The connection between Simulated Annealing and MCMC (Part 3)

Check out part 1 and part 2. Let’s start off by writing the code for the Metropolis algorithm and comparing it to Simulated Annealing.

def metropolis(p, qdraw, nsamp, stepsize, initials):

   samples=np.empty((nsamp, 5))
   x_prev =initials['xinit']

   for i in range(nsamp):

       x_star = qdraw(x_prev, stepsize)
       p_star = p(x_star)
       p_prev = p(x_prev)

       # note that p is in logs!
       pdfratio = p_star - p_prev                  # (1)
       threshold = np.random.uniform()
       alpha = min(1, np.exp(pdfratio))

       if threshold < alpha:
           samples[i] = x_star                     # (2)
           x_prev = x_star

       else:
           samples[i]= x_prev                      # (3)

    return samples

Here’s the simulated annealing algorithm again but using the same variable names where it makes sense.

def annealing(p, qdraw, nsamp, initials):

    L = initials['L']
    T = initials['T']

    x_prev =initials['xinit']
    for e in range(nsamp):
        for l in range(L):
            x_star = qdraw(X)                              
            p_star = p(x_star)
            p_prev = p(x_prev)   

            pdfratio = p_prev - p_star              # (1)
            threshold = np.random.uniform()                
            alpha = min(1, np.exp(pdfratio/T))      

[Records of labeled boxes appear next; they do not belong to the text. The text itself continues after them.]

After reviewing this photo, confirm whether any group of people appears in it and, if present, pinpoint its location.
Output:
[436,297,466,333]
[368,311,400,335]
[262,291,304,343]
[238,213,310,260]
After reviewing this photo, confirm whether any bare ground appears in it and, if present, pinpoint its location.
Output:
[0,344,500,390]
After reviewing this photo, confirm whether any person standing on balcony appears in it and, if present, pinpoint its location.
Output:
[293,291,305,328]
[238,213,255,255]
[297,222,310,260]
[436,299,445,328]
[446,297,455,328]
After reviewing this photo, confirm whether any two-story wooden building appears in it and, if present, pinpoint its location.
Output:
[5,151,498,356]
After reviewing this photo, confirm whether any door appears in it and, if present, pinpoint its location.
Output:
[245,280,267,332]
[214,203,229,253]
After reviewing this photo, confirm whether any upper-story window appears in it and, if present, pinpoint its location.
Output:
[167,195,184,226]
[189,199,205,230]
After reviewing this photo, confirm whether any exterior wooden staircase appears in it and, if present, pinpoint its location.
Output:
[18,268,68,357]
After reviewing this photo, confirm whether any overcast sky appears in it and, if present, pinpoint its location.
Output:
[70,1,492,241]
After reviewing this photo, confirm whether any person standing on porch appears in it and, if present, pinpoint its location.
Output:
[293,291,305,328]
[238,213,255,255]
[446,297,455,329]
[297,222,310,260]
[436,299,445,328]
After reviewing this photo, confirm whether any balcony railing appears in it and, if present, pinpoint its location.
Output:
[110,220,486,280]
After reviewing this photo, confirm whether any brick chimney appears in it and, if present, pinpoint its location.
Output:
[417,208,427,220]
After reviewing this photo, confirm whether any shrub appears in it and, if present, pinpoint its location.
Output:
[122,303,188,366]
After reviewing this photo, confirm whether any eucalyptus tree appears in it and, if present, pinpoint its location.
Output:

            if (p_star < p_prev) or (threshold < alpha ):
                x_prev = x_star

               # Let's keep track of the best one
               if p_star < p_prev:
                   x_best = x_star                  # (2)

        # Let's calculate new L and T
        T = T * 0.85                                  
        L = L * 1.1                                   

    return x_best

Let’s start off by writing the code for the Metropolis algorithm and comparing it to Simulated Annealing.

Similarities and differences

  1. In both, we have a proposal function that generates an x_star
  2. In both, we calculate the probability of the target distribution at x_star
  3. Temperature for Metropolis is just 1 (T = 1).
  4. Note that in SA, we move from x_prev to x_star in SA if the new energy, or the value of the target function, is lower. In Metropolis, we move if the probability mass function of the target distribution is higher.
  5. We always take a sample in Metropolis.

It’s pretty remarkable how similar they are.

Why does it work?

The main reason this works is because of “detailed balance” which you may remember from the post on Markov Chains. We said that if $\pi_{i} p_{ij} = p_{ij} \pi_{j}$ then $\pi$ is a stationary distribution. Detailed balance for continuous variables is:

\[f(x)p(x,y) = f(y)p(y,x)\]

Now, if this is true (and proof isn’t too hard), then you know that f is a stationary distribution for the chain. And since it is stationary, each step in the Markov Chain lands us back in f. This means that all the samples that we draw are coming from f

If you squint hard enough, you’ll notice that even in simulated annealing, we’re drawing from a stationary distribution at each temperature.

It may take a little while for the chain to get to that stationary distribution depending on where you start but once you’re there you’re (by definition) stuck in the stationary distribution. But how do you know that you actually made it to your stationary distribution? The truth is that you don’t really. There are signs that you haven’t made it to the stationary distribution so high dose of paranoia is advised.

We’ll talk about burnin, autocorrelation, Gewecke, and Gelman-Rubin test, in a future post.